Connors then chases Cody and Christie to the chemistry lab. Cody instructs Christie to turn on all of the gas there. After throwing an axe at Connors, Cody and Christie run out of the lab. Connors, unleashing a flamethrower, explodes when fire hits the gas. Hector meets up with Cody and Christie. They are the three only survivors. Hector distracts Bryles while Christie and Cody reach a bus, which the latter hotwires. Cody eventually runs down Bryles while leaping out of the bus with Christie. The bus explodes seemingly destroying Bryles.

Hector, Cody, and Christie find Forrest. However, Forrest takes Christie hostage, planning to continue the project. Hector attempts to kill Forrest, who shoots him dead. Forrest then attempts to kill Cody. However, a heavily damaged Bryles then appears and rips Forrest's heart out, killing him. Cody eventually finds a forklift and impales Bryles. Christie grabs the nearest chain and puts it around Bryles' neck with Cody using the forklift to lift the chain, cutting the robot's head. Cody and Christie, the only two survivors, then walk out of the school.

==Cast==

- Bradley Gregg as Cody Culp
- Traci Lind as Christie Langford
- John P. Ryan as Mr. Hardin
- Pam Grier as Miss Connors
- Patrick Kilpatrick as Mr. Bryles
- Stacy Keach as Dr. Robert "Bob" Forrest
- Malcolm McDowell as Dr. Miles Langford
- Joshua John Miller as Angel Culp
- Darren E. Burrows as Sonny Culp
- Sharon Wyatt as Janice Culp
- James Medina as Hector
- Jason Oliver as Curt
- Brent David Fraser as Flavio
- Lee Arenberg as Technician
- Rose McGowan as Female student (uncredited)

==Production==
The film was originally called Obedience.

The film was shot in 1988, at Lincoln High School in Seattle's Wallingford neighborhood. In the introduction of the film, the exterior of the school is clearly visible as a heavily secured area with two guard towers on top of the stairs leading to the entrance. The film's robotic effects were designed by Eric Allard.

==Release==
===Theatrical===
The film was originally scheduled to be released by Vestron Pictures through their subsidiary Lightning Pictures on October 6, 1989, but Vestron's financial turmoil resulted in the film being sold to Taurus Entertainment Group in March 1990. Taurus eventually released the film theatrically on May 11, 1990.

===Home media===
Class of 1999 was initially released on VHS via Vestron Video in 1991, and was later withdrawn.

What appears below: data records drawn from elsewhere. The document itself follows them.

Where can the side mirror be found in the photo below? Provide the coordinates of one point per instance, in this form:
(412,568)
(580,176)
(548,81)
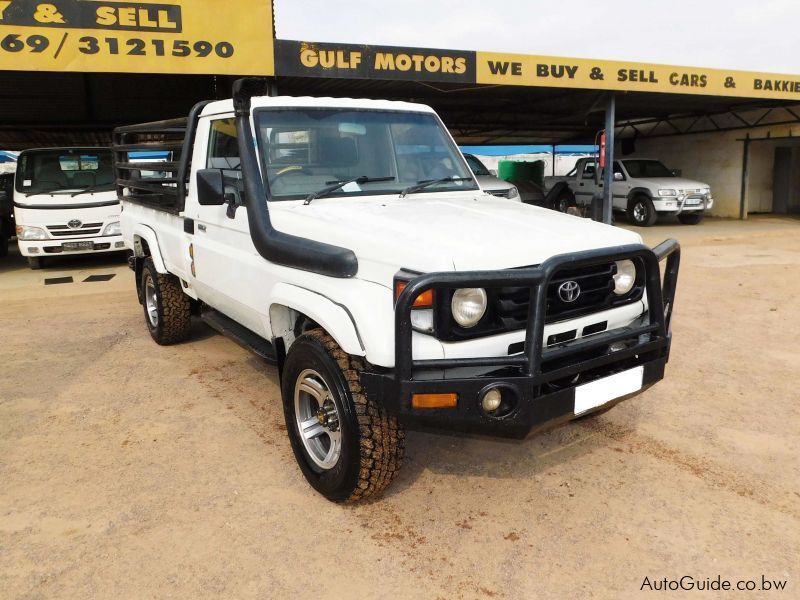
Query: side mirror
(210,187)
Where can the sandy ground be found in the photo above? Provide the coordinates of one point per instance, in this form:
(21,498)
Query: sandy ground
(128,470)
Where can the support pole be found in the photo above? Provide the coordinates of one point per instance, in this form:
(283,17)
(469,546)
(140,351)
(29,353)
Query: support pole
(608,175)
(745,178)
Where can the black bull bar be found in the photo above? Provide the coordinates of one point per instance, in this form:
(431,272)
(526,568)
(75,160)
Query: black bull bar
(537,376)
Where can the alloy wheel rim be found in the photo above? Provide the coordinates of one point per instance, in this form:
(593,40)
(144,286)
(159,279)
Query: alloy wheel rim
(317,419)
(639,212)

It was released on DVD in other countries such as South Korea and Australia. In 2001, a widescreen DVD edition of the movie was released through Columbia Tristar Home Entertainment in the U.K. The film's first American DVD release was by Lionsgate, on September 16, 2008. In 2012, Lionsgate included Class of 1999 in a DVD box set with seven other horror movies. The magazine Fangoria released the film under their banner on Hulu in March 2015. Lionsgate released the movie on Blu-ray in January 2018, as part of its new Vestron Video Collector's Series.

==Soundtrack==
Nine Inch Nails' "Head Like A Hole" is featured on the soundtrack.

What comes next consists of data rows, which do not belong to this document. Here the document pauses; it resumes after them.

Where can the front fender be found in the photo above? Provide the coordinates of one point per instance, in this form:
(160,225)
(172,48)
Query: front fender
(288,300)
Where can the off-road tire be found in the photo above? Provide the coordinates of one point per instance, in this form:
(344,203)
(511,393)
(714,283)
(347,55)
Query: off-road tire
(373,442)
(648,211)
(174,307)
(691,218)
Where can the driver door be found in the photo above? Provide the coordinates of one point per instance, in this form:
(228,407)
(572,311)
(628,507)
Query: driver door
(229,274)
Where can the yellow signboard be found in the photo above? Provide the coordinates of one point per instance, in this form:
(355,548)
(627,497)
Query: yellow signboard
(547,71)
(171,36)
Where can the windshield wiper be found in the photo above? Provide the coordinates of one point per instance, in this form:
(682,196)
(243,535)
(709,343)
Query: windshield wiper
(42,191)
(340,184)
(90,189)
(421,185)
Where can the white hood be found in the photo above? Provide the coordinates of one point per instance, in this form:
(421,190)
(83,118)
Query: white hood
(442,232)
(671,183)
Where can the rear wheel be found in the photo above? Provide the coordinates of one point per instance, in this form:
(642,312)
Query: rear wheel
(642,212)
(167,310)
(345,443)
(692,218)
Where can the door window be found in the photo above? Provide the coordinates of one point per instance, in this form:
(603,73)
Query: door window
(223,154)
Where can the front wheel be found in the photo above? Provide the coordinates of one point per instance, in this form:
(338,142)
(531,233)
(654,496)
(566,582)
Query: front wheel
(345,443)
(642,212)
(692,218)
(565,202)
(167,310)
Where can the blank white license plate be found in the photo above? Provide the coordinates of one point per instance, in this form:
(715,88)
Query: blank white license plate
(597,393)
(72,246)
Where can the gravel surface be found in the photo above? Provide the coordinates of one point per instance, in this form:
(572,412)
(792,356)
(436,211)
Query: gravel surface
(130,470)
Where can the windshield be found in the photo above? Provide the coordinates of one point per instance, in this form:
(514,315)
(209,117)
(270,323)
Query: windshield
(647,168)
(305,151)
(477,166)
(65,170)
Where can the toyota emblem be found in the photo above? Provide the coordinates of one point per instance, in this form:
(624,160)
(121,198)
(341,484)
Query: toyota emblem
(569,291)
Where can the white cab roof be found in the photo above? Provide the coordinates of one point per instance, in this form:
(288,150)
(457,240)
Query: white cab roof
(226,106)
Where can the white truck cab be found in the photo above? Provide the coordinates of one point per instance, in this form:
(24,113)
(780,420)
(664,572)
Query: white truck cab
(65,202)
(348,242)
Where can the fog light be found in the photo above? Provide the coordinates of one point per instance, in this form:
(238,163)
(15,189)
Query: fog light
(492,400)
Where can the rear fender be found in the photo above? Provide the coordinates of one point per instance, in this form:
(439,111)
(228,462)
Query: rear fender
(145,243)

Midge Ure's "Come The Day" is used under the closing credits of the film. Ure recorded the track while on tour in the United States in 1989. He would later say that he disliked the song, as well as the film.

==Reception==

=== Critical response ===
The film received a score of 63% based on 8 reviews on Rotten Tomatoes. Metacritic gave the film a score of 33 based on 9 reviews, indicating "generally unfavorable" reviews.

=== Awards and nominations ===
Joshua John Miller was nominated for a Young Artist Award for his performance in the film.

==Sequel==
A sequel, titled Class of 1999 II: The Substitute, was released direct-to-video in 1994 by CineTel Films. The plots of the three films in the series (the first being Class of 1984) are only loosely related to each other.